Entropy Sharing

Entropy Sharing

For running small single-purpose applications, I tend to fire up new Digital Ocean VPSes. However, VPSes tend to have poor and disfunctional PRNGs. I needed a way to get entropy from a higher-quality PRNG to these VPSes, particularly since one runs an instance of cfssl} that’s used for generating keys. Fortunately, the CryptoCape has a TPM with a HWRNG, and several other fun hardware crypto chips that can be mixed into the operating system PRNG, and this can be used to my advantage.

I ended up building a system to use the CryptoCape and a Beaglebone to distribute randomness to the VPSes, which run a server program (the “sink” that listens for incoming connections; the BBB runs a dæmon (the “source”) that periodically (every six hours) sends a packet of random data to the VPSes. The BBB has a signing RSA key, which I plan on migrating to a TPM signature key later, and each VPS has a Curve25519 key pair to which entropy packets are encrypted.}

The randomness packets are defined as

packet ::= SEQUENCE {
       timestamp INTEGER        -- int64
       counter   INTEGER        -- int64
       chunk     OCTET STRING   -- [1024]byte

When the source prepares a new randomness packet, it signs the packet with its signature key, generates an ephemeral encryption keypair, and encrypts the packet to the appropriate sink. Naturally, a new packet is prepared for each sink that the source is tracking. A 16-bit unsigned integer indicating the length of the packet is written to the sink first, followed by the encrypted packet. The sink decrypts the packet and checks its signature, ensures the counter hasn’t regressed, and verifies that the timestamp is within an acceptable drift range. If all goes well, the chunk of randomness is written to the system PRNG. A packet containing 1K of random data is serialised to 1041 bytes; after being signed and encrypted, it is 1381 bytes.

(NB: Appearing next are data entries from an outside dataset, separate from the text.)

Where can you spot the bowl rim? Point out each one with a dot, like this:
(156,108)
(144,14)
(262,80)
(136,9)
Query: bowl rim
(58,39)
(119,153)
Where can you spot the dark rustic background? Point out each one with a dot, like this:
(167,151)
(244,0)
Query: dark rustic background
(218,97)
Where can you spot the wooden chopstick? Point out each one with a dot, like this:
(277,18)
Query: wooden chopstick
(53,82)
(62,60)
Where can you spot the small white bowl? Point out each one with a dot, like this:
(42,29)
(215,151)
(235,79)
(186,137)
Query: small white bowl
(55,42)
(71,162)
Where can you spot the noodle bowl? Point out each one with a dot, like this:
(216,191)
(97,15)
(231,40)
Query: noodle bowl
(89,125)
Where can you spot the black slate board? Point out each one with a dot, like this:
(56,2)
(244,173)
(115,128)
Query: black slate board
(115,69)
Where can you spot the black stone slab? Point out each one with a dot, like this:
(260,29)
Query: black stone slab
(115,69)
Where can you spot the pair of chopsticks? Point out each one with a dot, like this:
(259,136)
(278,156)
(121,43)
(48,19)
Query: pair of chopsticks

The source runs a copy of the Fortuna PRNG, stirring in entropy occasionally from the system PRNG and the TPM. In the future, I’d like to add a Fortuna source that reads data from the ATSHA204 on the cape.

The first proof-of-concept version of this code is available on Github. This proof of concept works, but there are some improvements planned:

  1. The code is a first pass, mashing together a few other projects, and the code could do with some serious cleaning.

  2. The sinks should use TLS-protected HTTPS endpoints with client authentication.

  3. The TPM should be used for packet signatures.

  4. The ATSHA204 should be used as another source of entropy.